Sarah Janin

Sarah grew up in Ketchikan, Alaska and Orcas Island, Washington. She moved to Glenwood Springs, Colorado in 1997 and earned a degree in Veterinary Technology at Colorado Mountain College. This is where she fell in love with backcountry skiing, snow boarding and technical mountain climbing.

In 2010, Sarah traveled on a ski mountaineering sabbatical across Chile and Argentina. She skied Chalallhuaco (Bariloche), climbed Volcan Taapaca and Enladrillado, and climbed and skied the Puyehue Volcano, Villarrica Volcano and Cerro Entre Rios at Las Lenas, among others. She extended her trip with a tour through Alaska in 2011, skinning and skiing big lines in the Chugach Range outside of Valdez.

Sarah loves helping people overcome challenge, and her bright smile and love for sharing a passion for the mountains makes her a favorite with Apex clients.  When Sarah isn’t guiding or working as an EMT at the hospital, you’ll find her climbing rock and ice, backcountry skiing and skinning, mountain biking and trail running in the high Rocky Mountains.

  • WEMT-B
  • First aid/ CPR certified
  • Completed AMGA Single Pitch Instructor Course
  • AMGA Single Pitch Certified Instructor
  • AIARE level 1 & 2 Avalanche trained
  • AIARE LEVEL 1 ITC- Assisst Avalanche Instructor
  • WFR Instructor
  • CPR Instructor

Memberships:

  • American Avalanche Association
  • American Mountain Guides Association
  • Access Fund
  • American Alpine Club

“Well…I can’t recall a favorite and that maybe that at my age everything starts to blend together and all my outings are so great. I have one memory in particular though of climbing an alpine route for a possible first ascent with 2 friends, whom were also guides of Apex. We went to explore one of the pinnacles and up on top of a gendarme in officer gulch. To make a long story short, this is where I Discovered complete fear of the Alpine World. Not only was I being a total baby by having these guys put me on a short belay for every little class 4 Boulder area but this is a route where I truly felt like vomiting. It was my turn to lead and not only was I experiencing the worst rope drag I’ve ever experienced, due to the zig zag nature of the route, but once I reached the crux of the climb this is where the nausea began.

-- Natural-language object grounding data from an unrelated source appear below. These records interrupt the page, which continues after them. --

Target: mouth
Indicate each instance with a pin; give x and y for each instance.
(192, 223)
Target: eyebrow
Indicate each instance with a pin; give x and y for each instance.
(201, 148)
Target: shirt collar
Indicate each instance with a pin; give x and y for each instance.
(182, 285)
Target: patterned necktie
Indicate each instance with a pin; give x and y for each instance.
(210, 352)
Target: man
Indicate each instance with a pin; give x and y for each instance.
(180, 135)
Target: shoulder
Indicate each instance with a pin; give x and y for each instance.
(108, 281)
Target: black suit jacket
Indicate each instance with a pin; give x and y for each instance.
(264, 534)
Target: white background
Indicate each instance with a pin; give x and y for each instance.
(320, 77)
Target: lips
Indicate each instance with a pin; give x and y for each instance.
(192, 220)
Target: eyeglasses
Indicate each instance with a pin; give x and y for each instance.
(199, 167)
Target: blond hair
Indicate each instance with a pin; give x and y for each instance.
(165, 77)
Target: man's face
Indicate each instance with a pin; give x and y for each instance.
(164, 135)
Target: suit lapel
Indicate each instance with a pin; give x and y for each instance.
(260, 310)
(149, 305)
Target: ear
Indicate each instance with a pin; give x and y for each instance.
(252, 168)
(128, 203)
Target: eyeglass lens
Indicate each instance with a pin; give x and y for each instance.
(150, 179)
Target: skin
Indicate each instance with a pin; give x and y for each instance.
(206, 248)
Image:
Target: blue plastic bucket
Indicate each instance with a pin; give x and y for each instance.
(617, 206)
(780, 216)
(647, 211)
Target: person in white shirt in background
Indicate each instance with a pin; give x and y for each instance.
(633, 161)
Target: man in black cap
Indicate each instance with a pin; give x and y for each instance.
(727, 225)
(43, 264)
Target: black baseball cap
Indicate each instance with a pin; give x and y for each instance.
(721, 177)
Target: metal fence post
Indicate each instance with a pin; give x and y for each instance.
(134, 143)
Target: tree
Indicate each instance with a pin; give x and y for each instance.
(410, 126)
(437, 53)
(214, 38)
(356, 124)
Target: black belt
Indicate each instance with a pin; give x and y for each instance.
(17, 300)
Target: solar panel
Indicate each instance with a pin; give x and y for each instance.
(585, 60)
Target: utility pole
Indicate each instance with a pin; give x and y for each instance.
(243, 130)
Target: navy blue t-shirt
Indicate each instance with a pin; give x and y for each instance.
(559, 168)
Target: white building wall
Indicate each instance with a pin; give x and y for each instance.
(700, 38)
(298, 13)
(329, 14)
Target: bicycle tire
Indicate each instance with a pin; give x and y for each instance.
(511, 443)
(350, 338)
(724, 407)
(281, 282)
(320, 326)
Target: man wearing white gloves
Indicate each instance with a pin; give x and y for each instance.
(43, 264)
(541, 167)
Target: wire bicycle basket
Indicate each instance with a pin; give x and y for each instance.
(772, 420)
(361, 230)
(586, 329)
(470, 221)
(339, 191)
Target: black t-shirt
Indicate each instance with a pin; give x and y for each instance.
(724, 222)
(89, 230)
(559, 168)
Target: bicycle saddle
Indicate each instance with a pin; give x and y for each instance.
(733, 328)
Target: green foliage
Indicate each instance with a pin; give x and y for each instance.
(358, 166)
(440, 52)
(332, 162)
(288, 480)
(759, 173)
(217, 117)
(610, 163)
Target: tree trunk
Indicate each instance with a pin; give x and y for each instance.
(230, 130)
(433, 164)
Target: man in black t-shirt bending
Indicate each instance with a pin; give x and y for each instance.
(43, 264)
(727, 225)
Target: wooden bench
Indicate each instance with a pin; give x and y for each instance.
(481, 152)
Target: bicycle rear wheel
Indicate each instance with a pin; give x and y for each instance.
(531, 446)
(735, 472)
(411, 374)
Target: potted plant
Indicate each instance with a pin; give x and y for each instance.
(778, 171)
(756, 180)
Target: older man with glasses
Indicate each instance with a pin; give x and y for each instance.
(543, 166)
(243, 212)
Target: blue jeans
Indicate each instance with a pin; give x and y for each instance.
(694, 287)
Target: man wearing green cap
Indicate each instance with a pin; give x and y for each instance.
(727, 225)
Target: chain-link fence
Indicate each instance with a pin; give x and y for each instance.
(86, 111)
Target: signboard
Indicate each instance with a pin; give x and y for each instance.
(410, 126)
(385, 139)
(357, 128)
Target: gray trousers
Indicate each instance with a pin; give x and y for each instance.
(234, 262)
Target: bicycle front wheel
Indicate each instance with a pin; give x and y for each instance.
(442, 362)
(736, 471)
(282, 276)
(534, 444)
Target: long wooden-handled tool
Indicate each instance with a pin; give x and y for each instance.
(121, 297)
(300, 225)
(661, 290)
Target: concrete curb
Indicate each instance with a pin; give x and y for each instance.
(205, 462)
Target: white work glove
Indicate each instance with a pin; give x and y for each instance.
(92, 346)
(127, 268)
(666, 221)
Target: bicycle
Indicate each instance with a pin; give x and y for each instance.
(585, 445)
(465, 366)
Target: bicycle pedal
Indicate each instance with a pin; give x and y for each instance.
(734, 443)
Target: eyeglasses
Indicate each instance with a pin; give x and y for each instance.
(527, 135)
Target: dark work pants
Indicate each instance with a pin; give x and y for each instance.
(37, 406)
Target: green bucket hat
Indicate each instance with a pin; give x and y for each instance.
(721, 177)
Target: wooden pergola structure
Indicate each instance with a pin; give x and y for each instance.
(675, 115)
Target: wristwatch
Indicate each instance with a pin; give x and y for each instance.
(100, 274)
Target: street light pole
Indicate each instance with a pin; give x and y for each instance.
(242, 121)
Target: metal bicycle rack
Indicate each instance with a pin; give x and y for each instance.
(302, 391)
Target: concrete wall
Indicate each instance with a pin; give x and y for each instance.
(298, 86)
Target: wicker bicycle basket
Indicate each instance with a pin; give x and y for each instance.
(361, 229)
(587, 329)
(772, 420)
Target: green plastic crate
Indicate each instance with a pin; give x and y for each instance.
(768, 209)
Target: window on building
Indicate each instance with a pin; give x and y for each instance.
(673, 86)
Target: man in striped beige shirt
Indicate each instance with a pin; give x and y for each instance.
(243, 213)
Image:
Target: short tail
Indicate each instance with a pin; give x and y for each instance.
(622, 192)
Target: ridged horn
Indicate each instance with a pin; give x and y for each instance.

Every rock I grabbed crumbled under my fist, my gear was placed in the most crumbly pockets that wouldn’t have held me if even if I weighted the cam. Puke Fest!! I felt so sick that I couldn’t lead another pitch so the guys got me to the top and that’s where we had to figure out where and how to get down. Wrap down or down climb? Ugh. Nausea again. Mother Nature never lets up and you definitely can’t beat her. What I’ve learned from this trip was to work with her by having the mental ability to control my want to stop, or turn around, or even cry. Instead to be fully committed and be strong enough to not give up. That is what goals are all about!”